Monday, August 18, 2008

Transgender Delegate Blog: T-Minus One Week And Counting


This is a break from my typical TransPolitical blogs as I undertake this new assignment with Huffington Post. Essentially this is a delegate’s story, first-person (more auto-bio than the more detached editorials).

So I thought I’d just start with why I am a delegate.

“Economic Recovery,” recovering from the disaster of Bush/Cheney’s economy, began for me on Jan. 1, 2003. My job was outsourced. Afterwards I went 26 months without steady work. I went from earning $45,000 a year to under $4500 during that 26 month stretch for a family of two (my mother and me) and for six months with my sister as well (who was also not working with no other place to go).

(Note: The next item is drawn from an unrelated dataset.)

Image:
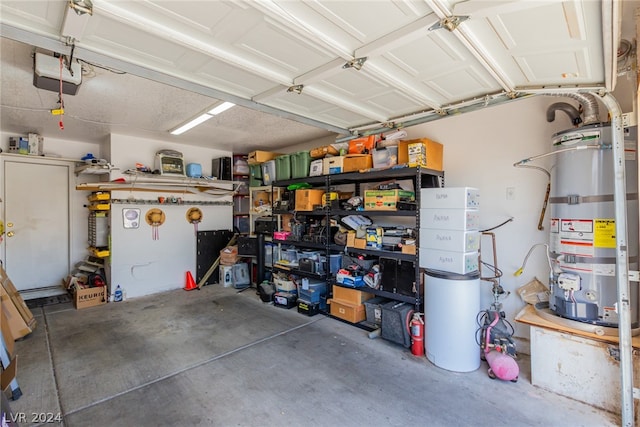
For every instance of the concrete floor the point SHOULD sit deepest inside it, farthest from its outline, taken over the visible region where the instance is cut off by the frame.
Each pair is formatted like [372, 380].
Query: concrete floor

Once upon a time I had excellent credit. While I’m a homeowner who’s never paid a late house payment, and managed to pay off my car note off on time as well, the rest of my credit is thoroughly trashed. Once had dreams, now my home is my only asset and is falling in disrepair in an era of tight budget, tight credit and falling home prices.

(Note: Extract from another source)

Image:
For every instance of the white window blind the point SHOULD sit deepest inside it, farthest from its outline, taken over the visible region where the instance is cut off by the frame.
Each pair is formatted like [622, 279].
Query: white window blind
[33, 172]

Even with that somewhat bright spot, the rest has been a struggle what with utilities doubling and gasoline shooting beyond three times what it was. To make ends meet I’ve been living without air conditioning or heat since 2003 (living in Houston makes the winters without heat doable, the long summers are tougher). Without medical insurance, I stopped the doctor visits after 2004. My prescriptions lapsed in 2005. Things like buying clothes, eating out and trips (save for Democratic conventions and lobbying) have completely stopped.

Rather than feeling bad, though, I feel I’m part of a larger trend. To borrow from the fashion industry phrase: Poor is the new “black.”

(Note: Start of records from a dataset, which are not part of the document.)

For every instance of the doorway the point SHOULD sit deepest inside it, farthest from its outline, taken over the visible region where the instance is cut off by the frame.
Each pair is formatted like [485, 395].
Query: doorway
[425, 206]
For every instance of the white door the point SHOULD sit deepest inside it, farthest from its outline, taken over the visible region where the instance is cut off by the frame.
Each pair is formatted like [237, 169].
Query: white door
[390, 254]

What compounds my personal situation is the fact that I’m also transgender. Being a trans delegate makes me a rare breed – even amongst GLBT delegates as a whole. However, I’m one of six delegates and two committee members this year. Most particularly, I’m giving voice to the unemployed, under-employed and economically marginalized in our community.

No, I’m not unemployed. At the moment, I work as a temp for one of the big five oil companies training my counterparts in India to assume the jobs I and my other team members do currently. Yes, we work in accounts receivable and accounts payable – or as George W. Bush puts it, “jobs that Americans won’t do.” (Funny thing is I’ve been doing all facets of accounting for over twenty years now.)

Additionally, I’m more fortunate than most. I’m now making about 75% of what I made at the beginning of this millennium, but I’m working fairly steadily, at least for the next two months. While I’m lucky to not be in the position of some of my friends: an endless spiral of joblessness and poverty at the moment, the memory of that period is as fresh as yesterday. Like many of my other friends, I know well the tenuous nature of jobs in the 21st century. We’re still in the neo-con conceived Economic Recovery, jobs grow ever-tighter by the day and costs keep rising to match.

While it seems I’m only concerned with transgenders, it only speaks to what I directly represent.

My community and I realize it’s not just us getting crushed under the wheels of maximized profit – everyone is. The haves have become the have mores. Income disparities increase remarkably. Our social fabric continues to split and diverge. These days collusive price fixing (or gouging), rising costs everywhere and flatlined wages and offshoring jobs are the norm.

As soon as you think it’s truly bad, you realize how much worse it is for others. Still recall vividly my friends fleeing all the folks who were pulled out after Hurricane Katrina. As bad as times were for us, it was exponentially worse for New Orleans. Even my friends who came to Houston ended up fleeing a month later when Hurricane Rita hit our area and points east.

George W. Bush talked about accountability and bringing respect back to the country when he first ran for president in 2000. There has been no accountability – no one is ever responsible in this government. And respect is rapidly vanishing around the world. Indeed our own self-respect is beginning to tremor. When you see even Republicans trashing their own party’s elected president, and doing everything to avoid being affixed to their party’s image, you know the self-respect is failing.

For me, hope is also starting to disappear. There’s only the faintest of glimmers at the moment, and I can only have faith that I’m placing my trust in something that won’t help crush hope completely. Time will tell. But in the face of what we’re seeing from the other major party’s candidate, and to what lows their presidential nominee will go in forsaking his own values for winning an election, I can only cleave to that hope.

Looking down the road from where I stand, there’s a foreboding darkness. I only hope we make it through.